The article argues that what many thought was a decline of “Big Tech” was premature. Rather than dying out, leading technology companies have transformed themselves — evolving from traditional internet-era platforms into modern AI-first platforms. The narrative that “startups will take over” lost steam as companies like Google, Amazon, Meta Platforms and Microsoft doubled down, leveraging their massive existing assets to dominate the new landscape.
Traditionally, tech-platform dominance rested on three pillars — user base, data, and cloud infrastructure. In the AI era, though, those same pillars have morphed: data has become “training fuel,” users provide signals and feedback, and cloud infrastructure powers massive compute for AI model training and deployment. Put simply: the underlying architecture of value creation has shifted from “content and interaction” to “intelligence and compute.” This shift gives enormous advantage to those who already have scale — making the biggest players more entrenched, not less.
The essay highlights that AI is no longer just about neat software or gimmicky features — it’s an infrastructure business. Running cutting-edge AI requires massive capital expenditure: hyperscale data centers, high-density compute clusters, memory-heavy architectures, energy, cooling — the works. These requirements make it infeasible for most small players to compete at the frontier. In effect, the “arms race” for AI infrastructure has turned into a moat: whoever controls compute, data, and deployment capability, controls the AI landscape.

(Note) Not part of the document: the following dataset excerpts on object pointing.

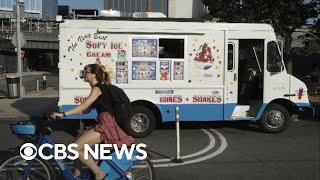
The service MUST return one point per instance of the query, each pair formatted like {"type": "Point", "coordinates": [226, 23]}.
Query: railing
{"type": "Point", "coordinates": [29, 26]}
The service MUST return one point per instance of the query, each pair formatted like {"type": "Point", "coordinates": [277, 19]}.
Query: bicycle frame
{"type": "Point", "coordinates": [62, 165]}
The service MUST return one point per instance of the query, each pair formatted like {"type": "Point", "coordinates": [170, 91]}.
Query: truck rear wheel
{"type": "Point", "coordinates": [275, 119]}
{"type": "Point", "coordinates": [141, 123]}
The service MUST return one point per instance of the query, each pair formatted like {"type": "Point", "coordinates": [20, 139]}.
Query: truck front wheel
{"type": "Point", "coordinates": [275, 119]}
{"type": "Point", "coordinates": [141, 123]}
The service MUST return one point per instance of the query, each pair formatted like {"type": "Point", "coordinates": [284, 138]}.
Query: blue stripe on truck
{"type": "Point", "coordinates": [189, 112]}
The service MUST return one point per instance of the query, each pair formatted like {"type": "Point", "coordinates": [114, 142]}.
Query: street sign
{"type": "Point", "coordinates": [22, 39]}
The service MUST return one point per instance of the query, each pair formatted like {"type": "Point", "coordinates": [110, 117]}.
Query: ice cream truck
{"type": "Point", "coordinates": [209, 71]}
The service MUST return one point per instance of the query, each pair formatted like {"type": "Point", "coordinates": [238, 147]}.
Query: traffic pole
{"type": "Point", "coordinates": [19, 67]}
{"type": "Point", "coordinates": [178, 157]}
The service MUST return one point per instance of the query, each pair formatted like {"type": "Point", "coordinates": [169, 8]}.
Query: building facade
{"type": "Point", "coordinates": [34, 9]}
{"type": "Point", "coordinates": [170, 8]}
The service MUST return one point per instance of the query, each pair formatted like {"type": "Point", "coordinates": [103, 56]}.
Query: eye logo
{"type": "Point", "coordinates": [28, 151]}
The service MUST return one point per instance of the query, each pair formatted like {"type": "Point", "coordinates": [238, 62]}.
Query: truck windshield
{"type": "Point", "coordinates": [274, 60]}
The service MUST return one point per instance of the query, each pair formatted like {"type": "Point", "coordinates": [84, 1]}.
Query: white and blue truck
{"type": "Point", "coordinates": [211, 71]}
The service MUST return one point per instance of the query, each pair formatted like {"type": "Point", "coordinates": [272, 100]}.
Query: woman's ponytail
{"type": "Point", "coordinates": [102, 75]}
{"type": "Point", "coordinates": [106, 77]}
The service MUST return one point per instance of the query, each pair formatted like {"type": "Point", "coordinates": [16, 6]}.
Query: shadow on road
{"type": "Point", "coordinates": [242, 125]}
{"type": "Point", "coordinates": [36, 107]}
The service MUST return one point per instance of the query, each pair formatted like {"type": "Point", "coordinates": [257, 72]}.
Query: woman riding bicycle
{"type": "Point", "coordinates": [107, 129]}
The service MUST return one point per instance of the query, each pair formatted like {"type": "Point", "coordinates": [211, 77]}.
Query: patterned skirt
{"type": "Point", "coordinates": [110, 131]}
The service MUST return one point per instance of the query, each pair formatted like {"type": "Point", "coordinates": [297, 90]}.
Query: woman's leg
{"type": "Point", "coordinates": [91, 138]}
{"type": "Point", "coordinates": [77, 167]}
{"type": "Point", "coordinates": [77, 163]}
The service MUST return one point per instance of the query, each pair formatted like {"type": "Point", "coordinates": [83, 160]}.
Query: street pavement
{"type": "Point", "coordinates": [215, 150]}
{"type": "Point", "coordinates": [250, 154]}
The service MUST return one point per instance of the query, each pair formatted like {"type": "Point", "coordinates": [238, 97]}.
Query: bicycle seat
{"type": "Point", "coordinates": [23, 128]}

This transformation doesn’t necessarily kill innovation — but it changes how and where it happens. For smaller companies or startups, competing purely on features or ideas becomes harder. The leverage is now with firms that control infrastructure and massive data-scale. That said, smaller players might still find opportunity by focusing on niche verticals, building on top of big-tech AI platforms, or specializing in trust, compliance, domain-specific workflows or deep vertical integrations.